Победа остается за нами. Стоим потные, красные с перепачканными лицами. Мой капор с оторванными лентами валяется на земле.

– Не трогать их, – грозно говорит Коська. – Мы защищаем их.

– Так бы сразу и сказал, что таких нельзя трогать, – говорит белобрысый мальчишка, вытирая слезы.

Сидим на бревне с Коськой. Оглядываясь на дом, Коська осторожно вытаскивает из кармана коробку с папиросами.

– Хочешь? – спрашивает он. Чувствую, Коська считает нас своими товарищами.

– Я не курю. А тебе позволяют?

– А как же, – уверенно отвечает он и снова оглядывается на свой дом.

Мы с Лялькой с уважением смотрим на Коську.
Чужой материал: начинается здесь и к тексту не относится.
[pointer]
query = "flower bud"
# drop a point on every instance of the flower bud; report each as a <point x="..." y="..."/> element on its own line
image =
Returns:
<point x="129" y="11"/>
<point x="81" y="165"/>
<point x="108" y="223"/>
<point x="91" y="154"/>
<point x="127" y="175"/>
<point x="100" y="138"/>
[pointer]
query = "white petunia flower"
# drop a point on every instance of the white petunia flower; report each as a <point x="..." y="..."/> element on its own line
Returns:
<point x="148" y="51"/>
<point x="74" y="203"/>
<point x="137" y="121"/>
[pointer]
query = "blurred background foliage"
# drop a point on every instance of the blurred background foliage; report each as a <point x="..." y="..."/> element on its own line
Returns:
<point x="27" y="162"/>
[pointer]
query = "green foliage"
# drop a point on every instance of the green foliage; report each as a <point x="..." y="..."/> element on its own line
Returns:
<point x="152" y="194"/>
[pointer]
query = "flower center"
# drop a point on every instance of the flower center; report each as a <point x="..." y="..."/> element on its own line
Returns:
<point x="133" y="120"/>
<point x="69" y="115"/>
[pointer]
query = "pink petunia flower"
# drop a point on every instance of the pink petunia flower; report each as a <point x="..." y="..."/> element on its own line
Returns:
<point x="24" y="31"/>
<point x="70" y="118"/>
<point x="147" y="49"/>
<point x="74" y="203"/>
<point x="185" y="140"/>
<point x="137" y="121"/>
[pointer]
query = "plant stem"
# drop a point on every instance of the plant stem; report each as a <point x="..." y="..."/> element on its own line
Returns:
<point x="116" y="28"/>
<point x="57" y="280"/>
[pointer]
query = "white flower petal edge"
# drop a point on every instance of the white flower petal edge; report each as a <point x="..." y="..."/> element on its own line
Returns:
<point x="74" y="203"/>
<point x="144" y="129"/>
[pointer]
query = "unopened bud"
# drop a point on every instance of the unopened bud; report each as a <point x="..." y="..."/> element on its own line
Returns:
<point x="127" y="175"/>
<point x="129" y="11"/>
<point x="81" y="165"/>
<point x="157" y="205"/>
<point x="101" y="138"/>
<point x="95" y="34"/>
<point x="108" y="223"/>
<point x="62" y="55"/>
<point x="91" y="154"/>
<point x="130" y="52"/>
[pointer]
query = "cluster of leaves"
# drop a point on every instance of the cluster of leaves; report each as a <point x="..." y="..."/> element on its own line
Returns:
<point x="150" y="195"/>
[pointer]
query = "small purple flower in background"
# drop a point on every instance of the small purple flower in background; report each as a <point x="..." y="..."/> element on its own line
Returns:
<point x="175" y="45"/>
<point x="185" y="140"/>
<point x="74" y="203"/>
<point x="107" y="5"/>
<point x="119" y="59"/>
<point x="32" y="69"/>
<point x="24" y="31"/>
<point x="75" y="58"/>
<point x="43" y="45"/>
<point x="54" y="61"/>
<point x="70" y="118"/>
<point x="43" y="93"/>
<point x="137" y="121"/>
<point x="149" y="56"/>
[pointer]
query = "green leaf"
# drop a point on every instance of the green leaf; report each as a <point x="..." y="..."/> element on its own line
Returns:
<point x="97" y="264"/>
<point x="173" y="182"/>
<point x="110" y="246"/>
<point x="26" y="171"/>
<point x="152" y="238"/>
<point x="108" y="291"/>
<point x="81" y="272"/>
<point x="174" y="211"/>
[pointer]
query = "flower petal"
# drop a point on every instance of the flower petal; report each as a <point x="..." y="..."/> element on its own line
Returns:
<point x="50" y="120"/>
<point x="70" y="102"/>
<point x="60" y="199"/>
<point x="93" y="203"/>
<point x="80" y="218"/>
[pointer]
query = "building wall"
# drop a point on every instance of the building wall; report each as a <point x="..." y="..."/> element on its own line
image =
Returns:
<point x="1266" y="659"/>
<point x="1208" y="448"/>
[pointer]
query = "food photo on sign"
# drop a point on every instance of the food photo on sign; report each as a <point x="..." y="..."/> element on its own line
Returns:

– Хочете, посмотрим гороховое пальто? – предлагает он.

Гороховое пальто! Подумаешь, какая невидаль! Но из вежливости соглашаемся.

Идём на улицу. Она пуста. Только у высокой акации стоит человек в рыжем пальто. На голове: шляпа-котелок.

– Не пяль глаза, – шепчет мне Коська. Посвистывая, медленно идет.

Не понимаю, почему нельзя пялить глаза и где же гороховое пальто?

Коська проходит вперед, возвращается назад, снова усаживаемся на бревне.

– Видала? – многозначительно спрашивает Коська. – Этих всегда можно обознать. У всех одинаковое пальто, стоят, как дубины.

Я с удивлением смотрю на него.

– Ничего ты не поняла, – сокрушенно говорит Коська. – Шпик, понимаешь, самый настоящий шпик. С утра и до ночи стоит и все подглядывает. А потом бежит в полицию и рассказывает.

Только теперь понимаю, что такое шпики и зачем они стоят с утра и до ночи.

– Коська! – спрашиваю я. – Зачем эта резня? Кто её выдумал? Разве люди не могут спокойно жить?